Estava ele entregue à meditação desse projeto, quando, diz a história, lhe trouxeram a notícia de que a sua mulher havia dado à luz o seu primogênito. “Esse é um outro laço a romper”, disse Gautama.

Voltou à vila por entre o regozijo dos seus companheiros de clã. Houve uma grande festa e um baile para celebrar o nascimento desse novo laço. No meio da noite, Gautama despertou em uma grande agonia de espírito, “como um homem a quem se disse que sua casa estava em fogo”. Na ante-sala as bailarinas se achavam deitadas, por entre nesgas de sombras e de luar. Ele chamou Chana e mandou que lhe preparasse a montada. Depois foi mansamente até o limiar do quarto de sua mulher e viu-a, à luz da lâmpada de óleo, dormindo tranqüilamente, rodeada de flores e com o seu.. filho no braço. Sentiu um incrível desejo de tomar a criança num primeiro e último abraço, antes de partir, mas o receio de acordar a esposa o deteve e, afinal, voltou-se e saiu para o grande luar indiano, ao encontro de Chana que o esperava com os cavalos e montou e partiu para o mundo:

Enquanto viajava pela noite adentro, com Chana, parecia-lhe que Mara, o tentador da Humanidade, enchia os espaços e disputava com ele. “Volta”, dizia Mara, “e torna-te rei e eu te farei o maior dos reis. Mas se prosseguires, haverás de fracassar. Nunca te hei de largar os passos. A cobiça, a malícia, ou a ira te trairão, por fim, em algum momento inesperado; mais cedo ou mais tarde, hás de ser meu”.

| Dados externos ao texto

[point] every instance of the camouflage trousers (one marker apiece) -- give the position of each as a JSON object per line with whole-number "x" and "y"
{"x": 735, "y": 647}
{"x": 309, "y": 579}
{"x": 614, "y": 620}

Cavalgaram toda a noite até muito longe e, pela manhã, pararam fora das terras do seu clã e apearam à margem arenosa de um rio. Aí ele cortou com a sua espada os cachos esvoaçantes do seu cabelo, retirou as jóias e adornos e os mandou, com o seu cavalo e a sua espada, para casa, por Chana. E como prosseguisse na sua marcha, encontrou um maltrapilho e com ele trocou as suas roupas. E tendo-se, assim, despido de todos os seus laços mundanos, sentiu-se livre para buscar a sabedoria. Encaminhou-se, então, para o sul, para um lugar perto da cidade de Rajgir, freqüentado por eremitas e mestres, numas serras que se destacavam das montanhas de Vindhya e corriam para o norte, na região de Bengala. Ali vivia um grupo de homens sábios, reclusos em cavernas indo a cidade apenas para buscar os recursos singelos de que precisavam e repartindo os seus conhecimentos pela palavra àqueles que os buscassem.

Essa instrução deve ter sido muito no estilo das discussões socráticas que se processaram em Atenas , um par de séculos mais tarde. Gautama se fez versado em todas as metafísicas do tempo. Mas, a sua aguda inteligência não se satisfazia com as soluções que elas ofereciam.

O espírito indiano sempre se inclinou a crer que o poder e o saber podiam ser obtidos pelo extremo ascetismo, por jejuns, vigílias, mortificações e penitencias. Essas idéias Gautama pô-las então à prova. Tomou consigo cinco discípulos e companheiros e foi para a jângal, numa garganta das montanhas de Vindhya, e ali se entregou ao jejum e às mais terríveis mortificações. A sua fama se espalhou como o som de um grande sino pendurado na abóbada dos céus”. Mas não lhe trouxe o senso da conquista definitiva da verdade. Um dia ele caminhava para um lado e para outro, tentando pensar, a despeito do seu estado de fraqueza. De repente tremeu e caiu sem consciência. Quando recuperou os sentidos, a inutilidade desses processos semimágicos de atingir a sabedoria se havia tornado clara para ele.

Seus cinco companheiros ficaram pasmados e horrorizados quando ele pediu o alimento comum e se recusou a continuar no regime das mortificações. Compreendera que, seja lá qual for a verdade a que o homem possa atingir, ele a alcançará melhor por meio de um cérebro alimentado em um corpo sadio. Tal concepção era absolutamente estranha às idéias da terra e do tempo. Os seus discípulos o abandonaram e partiram melancolicamente para Benares. Cessou de tocar o grande sino. Gautama, o admirável, tinha caído.

Por algum tempo, Gautama errou, sozinho, pela terra – a mais solitária figura na história a lutar em busca de luz.
Quando o espírito luta com um grande e complexo problema, ele avança e se senhoreia das posições, passo a passo, sem perceber quase as conquistas feitas, até que, de repente, com um efeito de súbita iluminação, entra na posse da vitória. Assim, parece, sucedeu a Gautama. Estava ele sentado sob uma grande árvore, ao lado de um rio, para comer, quando o assaltou esse senso de claridade e lucidez. Pareceu-lhe que via a vida em toda luz. Consta que ele se conservou sentado todo o dia e toda a noite, imerso em profunda meditação, e depois se ergueu para comunicar ao mundo a sua visão.